For those who are experienced with the Settings API, you may wish to skip down to the core problem.

How To Unit Test WordPress Settings API Validators

I’m currently building a web application where WordPress is serving as the core framework. I’ve discussed this before and Matt covered this in State of the Word 2012 as something that will become more common as WordPress grows in popularity.

So WordPress doesn’t necessarily have an MVC or MVVM or whatever design pattern, but it offers its own method for how data models, business logic, and other necessary components should be created.

I’m using the Settings API to create a model that represents a user in the application.
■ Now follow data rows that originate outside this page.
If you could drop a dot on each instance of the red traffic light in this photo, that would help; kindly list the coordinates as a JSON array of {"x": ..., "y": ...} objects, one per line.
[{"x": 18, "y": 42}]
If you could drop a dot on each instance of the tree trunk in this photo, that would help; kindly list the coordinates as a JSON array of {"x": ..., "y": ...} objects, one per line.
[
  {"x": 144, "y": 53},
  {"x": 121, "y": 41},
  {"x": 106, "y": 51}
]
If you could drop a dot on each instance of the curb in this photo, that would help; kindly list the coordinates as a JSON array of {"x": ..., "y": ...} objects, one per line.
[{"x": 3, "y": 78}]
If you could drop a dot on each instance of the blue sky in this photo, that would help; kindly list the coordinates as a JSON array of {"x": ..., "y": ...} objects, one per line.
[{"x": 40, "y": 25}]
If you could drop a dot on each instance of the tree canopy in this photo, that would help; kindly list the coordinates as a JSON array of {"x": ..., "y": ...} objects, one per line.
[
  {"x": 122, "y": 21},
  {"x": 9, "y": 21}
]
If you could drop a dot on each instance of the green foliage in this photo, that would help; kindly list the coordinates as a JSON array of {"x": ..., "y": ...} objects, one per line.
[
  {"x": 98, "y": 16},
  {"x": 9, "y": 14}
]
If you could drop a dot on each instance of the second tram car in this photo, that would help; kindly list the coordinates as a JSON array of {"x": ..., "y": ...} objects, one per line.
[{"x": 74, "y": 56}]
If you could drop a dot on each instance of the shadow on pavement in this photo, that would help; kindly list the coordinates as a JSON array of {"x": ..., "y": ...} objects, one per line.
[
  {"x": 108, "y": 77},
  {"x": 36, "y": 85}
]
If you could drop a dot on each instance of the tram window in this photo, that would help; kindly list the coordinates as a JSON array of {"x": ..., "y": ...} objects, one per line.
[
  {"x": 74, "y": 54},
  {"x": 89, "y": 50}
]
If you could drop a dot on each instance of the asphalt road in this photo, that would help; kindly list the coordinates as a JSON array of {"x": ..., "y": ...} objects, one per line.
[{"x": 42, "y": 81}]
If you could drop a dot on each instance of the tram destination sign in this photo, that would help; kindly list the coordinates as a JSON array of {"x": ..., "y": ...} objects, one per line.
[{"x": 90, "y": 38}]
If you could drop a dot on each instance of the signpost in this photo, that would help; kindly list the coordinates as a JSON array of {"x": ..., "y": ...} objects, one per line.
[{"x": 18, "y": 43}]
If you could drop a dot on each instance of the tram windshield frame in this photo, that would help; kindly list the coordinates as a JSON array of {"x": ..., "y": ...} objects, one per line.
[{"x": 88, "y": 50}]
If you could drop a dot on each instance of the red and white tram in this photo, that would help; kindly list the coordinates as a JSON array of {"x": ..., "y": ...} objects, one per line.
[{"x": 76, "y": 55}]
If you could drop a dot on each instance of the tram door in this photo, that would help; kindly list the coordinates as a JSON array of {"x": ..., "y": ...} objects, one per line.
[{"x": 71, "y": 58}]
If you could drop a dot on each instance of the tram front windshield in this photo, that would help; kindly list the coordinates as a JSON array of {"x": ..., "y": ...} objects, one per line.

Essentially, it will wrap the core WordPress user model, but I have to introduce some additional attributes and ultimately create relationships with other models that WordPress doesn’t natively support.

Anyway, I’m writing unit tests for everything that’s going into the application and I hit an interesting point when it came to unit testing the validation functions.

A Note About Validation Functions

If you’re not familiar with the Settings API or with validation functions, check out the codex article. But here’s the short of it:

  • Settings are the options that the user tweaks in the dashboard
  • The validation function is responsible for making sure the user doesn’t input any incorrect values
  • If validation passes, the settings are saved; otherwise, an error message should be returned

Clear enough, right?

Unit Testing My Validators

For all intents and purposes, my validation function tests to see if all of the fields aren’t empty and are well-formed:

Unit Test WordPress Settings API Validators

For the fields and validation that you see above, this is being covered by some 26 assertions.

Part of the assertions I’ve written are making sure that the proper error message is being returned when a given input fails.

But here’s where I hit a snag: I wanted to clear our the settings error messages before each test ran in order to have an empty collection of error messages. Instead, WordPress continues to collect all of the error messages into it’s collection without clearing them.

For reference, the validator function is using add_settings_errors to introduce the error messages and I’m using get_settings_error to read said messages as seen here:

function testFirstNameFailure() {

	ai_individual_options_validate(
		array(
			'first_name'	=>	'Tom',
			'last_name'		=>	'',
			'email_address'	=>	'',
			'zip_code'		=>	''
		)
	);

	// First, we make sure only three error messages are returned
	$this->assertSame( 3, count( get_settings_errors( 'individual_options' ) ) );

	// Next, we make sure that the error message for the first name isn't returned
	foreach( get_settings_errors( 'individual_options' ) as $error ) {
		$this->assertNotSame( 'You must provide a first name.', $error['message'] );
	} // end foreach

} // end testFirstNameFailure

Initially, there are six possible errors messages – one for each empty field, then two for whether or not the email address and zip code are well-formed.

The way WordPress collects its errors, the first run may have four error messages, but the next iteration may have eight. And that’s incorrect – at any given time, it should always have only the total number of possible messages.

Adjusting The Teardown Function

Since teardown runs after each test, I decided to clear out the settings errors collection in this function.

Unfortunately, I could find no API method for emptying the collection nor could I find any other way to do. So I looked into the WordPress source, noticed the global variable that was being used to house the errors, and opted to manually re-initialize it each time teardown is run:

function tearDown() {

	parent::tearDown();

	global $wp_settings_errors;
	$wp_settings_errors = array();

} // end tearDown

This ended up providing a viable solution, but I’ve not idea if this is the best way to do it.

I really have no idea if this is the best practice or not, but if you guys have advice to offer, I’m all ears.